2.3. Die zweitbeschwerdeführende Partei hat in ihrer Einvernahme vor dem BFA über den gegenständlichen Folgeantrag sowie in ihrer Beschwerde an das Bundesverwaltungsgericht vorgebracht, dass sie Opfer einer Genitalverstümmelung sei und befürchte, ihren Töchtern könnte bei einer Rückkehr nach Nigeria Ähnliches widerfahren. Sie hat damit einen Eingriff in ihr Recht auf sexuelle Selbstbestimmung und das ihrer Töchter im Sinne des §20 Abs2 AsylG 2005 behauptet.
Indem das Bundesverwaltungsgericht die vorliegende Rechtssache durch einen Richter männlichen Geschlechts entschieden hat, obgleich §20 Abs2 AsylG 2005 im vorliegenden Fall anzuwenden war und ein Abgehen von der sich daraus ergebenden Zuständigkeit einer Richterin von den zweit-, viert- und fünftbeschwerdeführenden Parteien nicht verlangt wurde, hat es diese in ihrem Recht auf ein Verfahren vor dem gesetzlichen Richter verletzt (vgl VfSlg 19.671/2012).
2.4. Da die Entscheidung betreffend die zweit-, viert- und fünftbeschwerdeführenden Parteien durch einen unrichtig zusammengesetzten Spruchkörper getroffen wurde, schlägt dieser Mangel gemäß §6 Abs1 Z4 und 5 sowie Abs3 GV 2017 iVm §24 Abs1, 2 und Abs3 Z2 lita GV 2017 auf die Entscheidung betreffend die erst- und die drittbeschwerdeführende Partei durch (vgl zB VfGH 20.6.2018, E1273/2018 ua).
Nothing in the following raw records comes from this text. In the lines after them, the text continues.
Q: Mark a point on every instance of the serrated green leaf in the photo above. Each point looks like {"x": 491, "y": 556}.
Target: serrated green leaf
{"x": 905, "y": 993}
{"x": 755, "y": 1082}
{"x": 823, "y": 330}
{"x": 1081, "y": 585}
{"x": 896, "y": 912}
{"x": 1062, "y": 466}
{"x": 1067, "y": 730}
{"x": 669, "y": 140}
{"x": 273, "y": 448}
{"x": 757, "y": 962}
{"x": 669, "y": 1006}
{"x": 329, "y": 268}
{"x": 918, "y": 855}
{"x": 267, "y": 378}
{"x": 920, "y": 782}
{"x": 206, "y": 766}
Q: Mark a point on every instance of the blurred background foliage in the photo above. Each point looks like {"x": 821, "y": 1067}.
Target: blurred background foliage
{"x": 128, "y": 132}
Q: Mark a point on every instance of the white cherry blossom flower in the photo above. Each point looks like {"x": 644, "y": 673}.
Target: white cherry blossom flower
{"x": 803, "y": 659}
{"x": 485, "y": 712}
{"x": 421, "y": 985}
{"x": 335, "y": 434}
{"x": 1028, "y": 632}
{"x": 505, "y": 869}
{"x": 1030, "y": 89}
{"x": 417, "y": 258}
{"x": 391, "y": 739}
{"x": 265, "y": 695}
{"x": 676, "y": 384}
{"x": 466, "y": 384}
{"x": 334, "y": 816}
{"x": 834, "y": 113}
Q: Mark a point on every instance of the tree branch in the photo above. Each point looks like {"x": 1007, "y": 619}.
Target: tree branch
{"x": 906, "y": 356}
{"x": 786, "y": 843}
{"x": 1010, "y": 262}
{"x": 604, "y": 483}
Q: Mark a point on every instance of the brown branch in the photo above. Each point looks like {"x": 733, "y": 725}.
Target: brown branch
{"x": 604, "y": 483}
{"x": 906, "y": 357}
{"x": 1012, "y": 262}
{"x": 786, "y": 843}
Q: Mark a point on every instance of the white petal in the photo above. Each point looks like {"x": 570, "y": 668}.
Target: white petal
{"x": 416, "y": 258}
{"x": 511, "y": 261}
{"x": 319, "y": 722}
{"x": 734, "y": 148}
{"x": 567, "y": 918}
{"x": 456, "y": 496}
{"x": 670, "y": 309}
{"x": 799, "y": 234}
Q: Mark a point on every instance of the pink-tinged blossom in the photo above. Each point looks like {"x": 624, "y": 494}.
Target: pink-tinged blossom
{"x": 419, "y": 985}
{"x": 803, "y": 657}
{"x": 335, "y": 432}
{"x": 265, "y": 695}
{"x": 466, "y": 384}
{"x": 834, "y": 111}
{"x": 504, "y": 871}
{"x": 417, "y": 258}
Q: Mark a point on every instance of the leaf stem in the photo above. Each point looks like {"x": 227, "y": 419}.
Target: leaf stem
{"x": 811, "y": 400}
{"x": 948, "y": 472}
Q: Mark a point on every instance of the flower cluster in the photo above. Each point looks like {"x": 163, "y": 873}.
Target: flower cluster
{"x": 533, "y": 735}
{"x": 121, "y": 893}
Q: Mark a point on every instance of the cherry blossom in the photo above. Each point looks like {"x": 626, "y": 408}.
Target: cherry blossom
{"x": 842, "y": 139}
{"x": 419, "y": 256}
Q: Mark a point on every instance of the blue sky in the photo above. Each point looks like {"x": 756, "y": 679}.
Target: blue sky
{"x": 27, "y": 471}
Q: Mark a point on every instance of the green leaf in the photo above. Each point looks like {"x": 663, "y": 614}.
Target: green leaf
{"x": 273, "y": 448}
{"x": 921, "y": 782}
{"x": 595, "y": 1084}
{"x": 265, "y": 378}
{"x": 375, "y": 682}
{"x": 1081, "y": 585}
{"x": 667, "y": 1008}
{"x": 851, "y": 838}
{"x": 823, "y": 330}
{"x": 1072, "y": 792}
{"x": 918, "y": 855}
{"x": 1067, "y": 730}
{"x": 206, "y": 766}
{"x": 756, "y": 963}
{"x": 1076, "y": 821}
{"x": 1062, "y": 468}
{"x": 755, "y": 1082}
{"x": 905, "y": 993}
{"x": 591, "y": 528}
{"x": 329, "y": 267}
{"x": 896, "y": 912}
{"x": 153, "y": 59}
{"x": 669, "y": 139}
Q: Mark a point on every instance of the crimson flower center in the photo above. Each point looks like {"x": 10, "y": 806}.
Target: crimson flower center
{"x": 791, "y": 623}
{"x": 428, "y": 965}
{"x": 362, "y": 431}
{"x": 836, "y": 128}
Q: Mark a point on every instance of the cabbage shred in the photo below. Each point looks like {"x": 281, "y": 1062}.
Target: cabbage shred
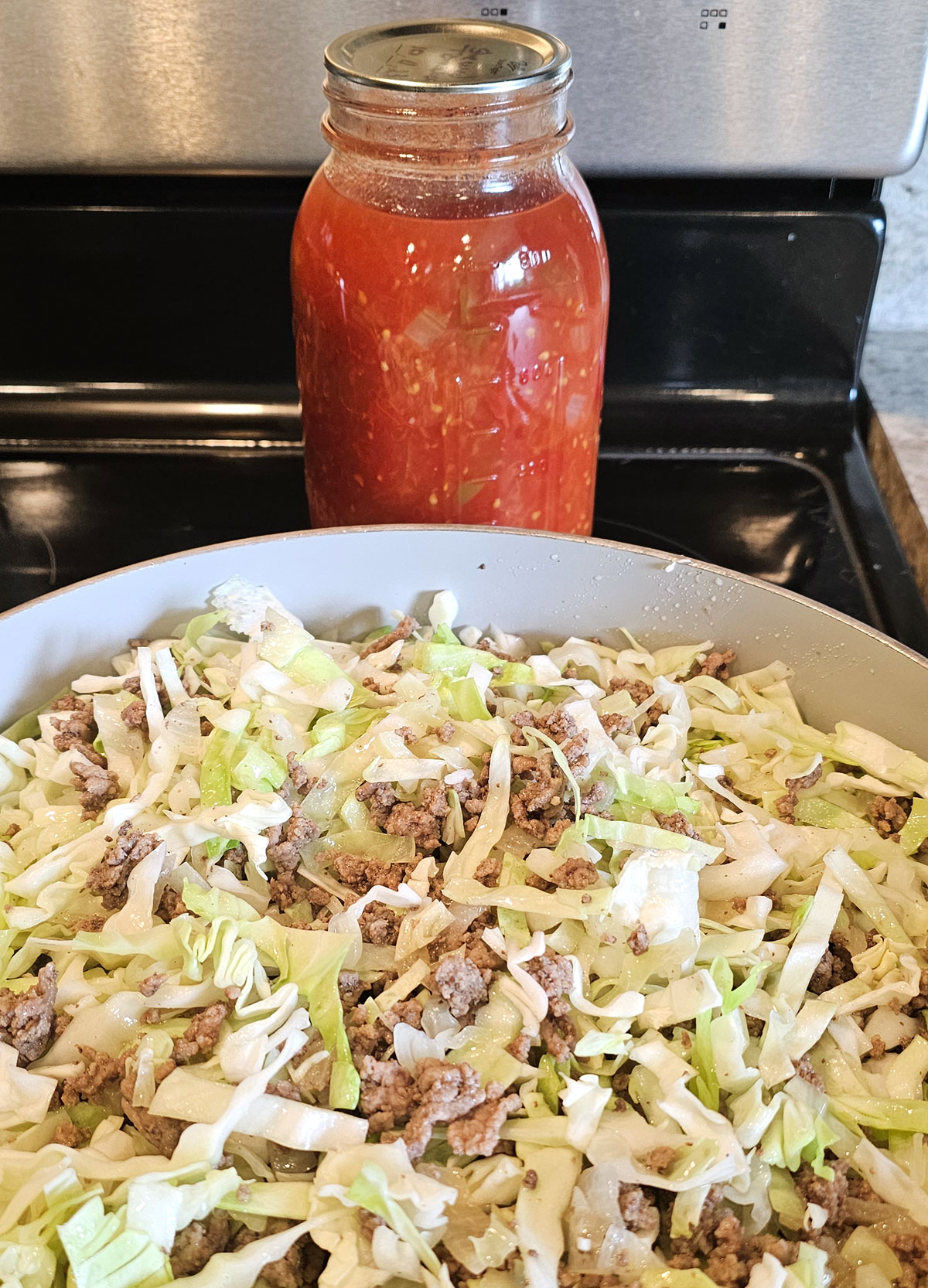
{"x": 433, "y": 959}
Auch hinsichtlich dieser liegt daher insoweit jeweils eine Verletzung im Recht auf ein Verfahren vor dem gesetzlichen Richter vor.
IV. Ergebnis
1. Die beschwerdeführenden Parteien sind somit durch die angefochtene Entscheidung im verfassungsgesetzlich gewährleisteten Recht auf ein Verfahren vor dem gesetzlichen Richter verletzt worden.
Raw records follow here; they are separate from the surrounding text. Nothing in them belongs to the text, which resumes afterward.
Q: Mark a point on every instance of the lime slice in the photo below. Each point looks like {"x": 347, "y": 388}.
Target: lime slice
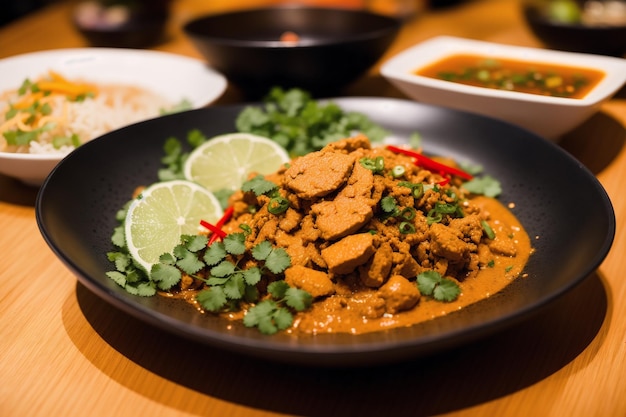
{"x": 162, "y": 213}
{"x": 224, "y": 162}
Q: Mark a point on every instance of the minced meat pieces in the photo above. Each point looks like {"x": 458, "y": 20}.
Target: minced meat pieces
{"x": 447, "y": 242}
{"x": 399, "y": 294}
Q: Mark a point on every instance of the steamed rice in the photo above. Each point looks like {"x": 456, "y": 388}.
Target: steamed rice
{"x": 113, "y": 106}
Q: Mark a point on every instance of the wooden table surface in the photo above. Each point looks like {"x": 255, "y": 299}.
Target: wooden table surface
{"x": 67, "y": 353}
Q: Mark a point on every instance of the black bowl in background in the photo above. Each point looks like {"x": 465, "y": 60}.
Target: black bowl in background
{"x": 143, "y": 25}
{"x": 335, "y": 46}
{"x": 575, "y": 37}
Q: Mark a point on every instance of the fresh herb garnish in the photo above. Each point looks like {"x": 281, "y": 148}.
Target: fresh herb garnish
{"x": 301, "y": 124}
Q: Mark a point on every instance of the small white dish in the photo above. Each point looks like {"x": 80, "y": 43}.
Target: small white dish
{"x": 547, "y": 116}
{"x": 171, "y": 76}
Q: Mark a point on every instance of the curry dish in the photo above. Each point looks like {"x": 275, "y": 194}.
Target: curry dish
{"x": 358, "y": 234}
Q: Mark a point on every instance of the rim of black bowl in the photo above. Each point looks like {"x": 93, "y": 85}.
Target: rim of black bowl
{"x": 196, "y": 27}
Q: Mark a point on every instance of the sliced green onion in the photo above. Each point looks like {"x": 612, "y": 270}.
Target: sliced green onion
{"x": 406, "y": 228}
{"x": 488, "y": 230}
{"x": 278, "y": 205}
{"x": 408, "y": 213}
{"x": 398, "y": 171}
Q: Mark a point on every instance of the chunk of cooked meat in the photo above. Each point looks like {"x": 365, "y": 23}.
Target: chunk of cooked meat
{"x": 399, "y": 294}
{"x": 377, "y": 271}
{"x": 347, "y": 254}
{"x": 316, "y": 283}
{"x": 318, "y": 174}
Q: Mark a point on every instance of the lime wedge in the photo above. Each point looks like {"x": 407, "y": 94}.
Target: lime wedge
{"x": 162, "y": 213}
{"x": 224, "y": 162}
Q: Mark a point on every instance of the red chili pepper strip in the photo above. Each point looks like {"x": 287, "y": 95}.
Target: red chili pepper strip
{"x": 430, "y": 164}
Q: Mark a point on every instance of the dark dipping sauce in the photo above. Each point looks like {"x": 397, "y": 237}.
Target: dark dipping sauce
{"x": 515, "y": 75}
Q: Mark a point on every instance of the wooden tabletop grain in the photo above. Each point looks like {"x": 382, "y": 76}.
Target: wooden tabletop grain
{"x": 65, "y": 352}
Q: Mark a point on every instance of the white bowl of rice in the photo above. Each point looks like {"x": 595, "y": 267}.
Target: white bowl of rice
{"x": 53, "y": 101}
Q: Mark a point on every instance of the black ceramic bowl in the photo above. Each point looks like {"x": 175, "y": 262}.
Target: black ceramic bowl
{"x": 139, "y": 27}
{"x": 334, "y": 47}
{"x": 77, "y": 205}
{"x": 575, "y": 37}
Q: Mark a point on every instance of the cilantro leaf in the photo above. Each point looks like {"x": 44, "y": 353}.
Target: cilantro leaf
{"x": 261, "y": 251}
{"x": 234, "y": 243}
{"x": 234, "y": 288}
{"x": 252, "y": 276}
{"x": 431, "y": 283}
{"x": 223, "y": 269}
{"x": 215, "y": 253}
{"x": 165, "y": 276}
{"x": 300, "y": 124}
{"x": 258, "y": 185}
{"x": 278, "y": 289}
Das Erkenntnis ist daher aufzuheben, ohne dass auf das weitere Beschwerdevorbringen einzugehen ist.
2. Diese Entscheidung konnte gemäß §19 Abs4 VfGG ohne mündliche Verhandlung in nichtöffentlicher Sitzung getroffen werden.
3. Die Kostenentscheidung beruht auf §88 VfGG. In den zugesprochenen Kosten ist ein Streitgenossenzuschlag in Höhe von € 545,– sowie Umsatzsteuer in der Höhe von € 545,– enthalten.